Hacker News new | past | comments | ask | show | jobs | submit login
Show HN: Gaia – Build pipelines in any programming language (gaia-pipeline.io)
231 points by michelvocks 4 months ago | hide | past | web | favorite | 67 comments



I agree with other commenters that it would be really helpful to understand exactly what you mean by "pipeline", and how they can help/improve a project or workflow. What problem does this solve, and how does it solve that problem better than other solutions?

Also, very minor nitpick, but your programming language icons shouldn't be in <a> tags. They appear to be clickable, but do nothing, which gives the appearance that the site is not working as intended.


Looks like it runs a series of (small) self-contained applications written in any language as long as it implements the GRPC interface in a specific order and with consolidated state tracking and logs.

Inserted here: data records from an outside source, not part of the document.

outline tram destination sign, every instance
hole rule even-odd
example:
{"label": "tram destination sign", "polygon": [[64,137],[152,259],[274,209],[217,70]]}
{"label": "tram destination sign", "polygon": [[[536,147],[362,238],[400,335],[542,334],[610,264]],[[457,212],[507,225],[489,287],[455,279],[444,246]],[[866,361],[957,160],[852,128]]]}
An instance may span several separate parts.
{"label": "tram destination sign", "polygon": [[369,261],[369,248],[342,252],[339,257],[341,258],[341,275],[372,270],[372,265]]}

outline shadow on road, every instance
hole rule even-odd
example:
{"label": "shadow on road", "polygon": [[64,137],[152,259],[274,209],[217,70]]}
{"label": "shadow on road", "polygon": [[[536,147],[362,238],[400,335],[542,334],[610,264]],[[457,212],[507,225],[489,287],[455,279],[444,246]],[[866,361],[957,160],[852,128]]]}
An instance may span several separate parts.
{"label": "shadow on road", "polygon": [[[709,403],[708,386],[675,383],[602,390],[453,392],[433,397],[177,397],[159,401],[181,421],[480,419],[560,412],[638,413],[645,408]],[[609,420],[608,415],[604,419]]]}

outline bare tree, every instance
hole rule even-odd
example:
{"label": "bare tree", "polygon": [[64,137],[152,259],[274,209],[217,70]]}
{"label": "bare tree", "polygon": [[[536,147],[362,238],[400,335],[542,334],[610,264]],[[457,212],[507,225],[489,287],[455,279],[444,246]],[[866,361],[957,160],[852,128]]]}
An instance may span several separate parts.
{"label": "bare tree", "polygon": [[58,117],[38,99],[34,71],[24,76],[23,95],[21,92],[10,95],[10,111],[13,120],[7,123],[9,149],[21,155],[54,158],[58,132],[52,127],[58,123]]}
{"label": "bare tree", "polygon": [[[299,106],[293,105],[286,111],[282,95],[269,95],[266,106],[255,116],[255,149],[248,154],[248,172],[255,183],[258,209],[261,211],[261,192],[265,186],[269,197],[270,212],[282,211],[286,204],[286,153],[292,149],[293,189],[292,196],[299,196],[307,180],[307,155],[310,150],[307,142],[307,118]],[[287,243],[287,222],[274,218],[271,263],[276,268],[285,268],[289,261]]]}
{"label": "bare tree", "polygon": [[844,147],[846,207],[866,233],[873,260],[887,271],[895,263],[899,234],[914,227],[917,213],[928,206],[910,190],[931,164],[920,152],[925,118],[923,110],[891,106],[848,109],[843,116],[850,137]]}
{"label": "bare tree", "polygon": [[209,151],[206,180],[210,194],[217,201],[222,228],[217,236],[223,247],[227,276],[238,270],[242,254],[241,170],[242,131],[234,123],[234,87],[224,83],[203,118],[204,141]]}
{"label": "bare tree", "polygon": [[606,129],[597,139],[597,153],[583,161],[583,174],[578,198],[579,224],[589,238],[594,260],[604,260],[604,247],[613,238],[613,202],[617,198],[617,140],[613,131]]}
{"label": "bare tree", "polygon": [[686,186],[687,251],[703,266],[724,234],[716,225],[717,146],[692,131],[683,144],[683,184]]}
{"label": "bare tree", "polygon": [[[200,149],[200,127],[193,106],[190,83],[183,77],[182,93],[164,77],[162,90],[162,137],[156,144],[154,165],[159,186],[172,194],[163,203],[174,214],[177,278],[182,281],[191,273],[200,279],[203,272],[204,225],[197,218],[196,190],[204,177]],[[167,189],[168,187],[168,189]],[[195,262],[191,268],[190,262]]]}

The individual steps are jobs and the whole thing is a pipeline. Since it executes arbitrary code, it has the flexibility to do anything from ETL to CI.


Pretty good description. Seems like I still have a lot to learn on how to present an idea right. :-)


Thanks for the feedback. You are absolutely right.

I think we have answered those questions on our github readme page (https://github.com/gaia-pipeline/gaia) but somehow missed that on our webpage. We will work on that!

Edit: Oh and thanks. I will fix the links of the language icons. :-)


Not sure your Github readme covers it all that well, either:

>What is a pipeline? A pipeline is a real application with at least one function (we call it Job). Every programming language can be used as long as gRPC is supported. We offer SDKs to support the development.

What is this and how would I use it? More importantly, why do I want to use it? Every application is "real", but it's not clear what the function takes as input and outputs, or how it's dispatched, or... well, anything.


> but somehow missed that on our webpage.

Every web page I've ever seen that looks like yours has had the same problem.


You are right. Often I'm so drown in what I'm doing that I lose the overview. I will do better in the future!


for what its worth: i'm the target audience (devops engineer) and understood it within moments of opening your landing page...

And after looking at the gif, i resolved myself to take a look in a few weeks for a personal project.

I'm however missing an excerpt about the developer/-s of this project.

Who is building it and why? how likely is development to be abandoned? is there paid support available or planned in the short term?

from what i could tell from the contributors its pretty much a solo endeavour from you, with some help from @skarlso in June/July. Are you planning to create a GmbH and sell this as a product, or is this just a personal project you're doing on the side?


I think it will be an alternative to Github's Actions, except it is not tied to git events.


This looks great. To echo other folks’ sentiment - I think you mean CI-like pipelines specifically, though it could be extended to do some other stuff. You probably want to list some concrete use cases on the main site (e.g. CI, cron jobs, ETL?).

I’m curious what differences/trade offs there are in Gaia vs something like Argo (https://github.com/argoproj/argo) or Buildkite (https://buildkite.com/). It looks like at least one difference is an actual API for steps rather than bash commands. Is there anything interesting in terms of cross job caching (e.g. saving npm install data) or persistent runners? And obviously - what else am I not thinking about?


Really good idea. Website definitively needs something like that. I will work on this!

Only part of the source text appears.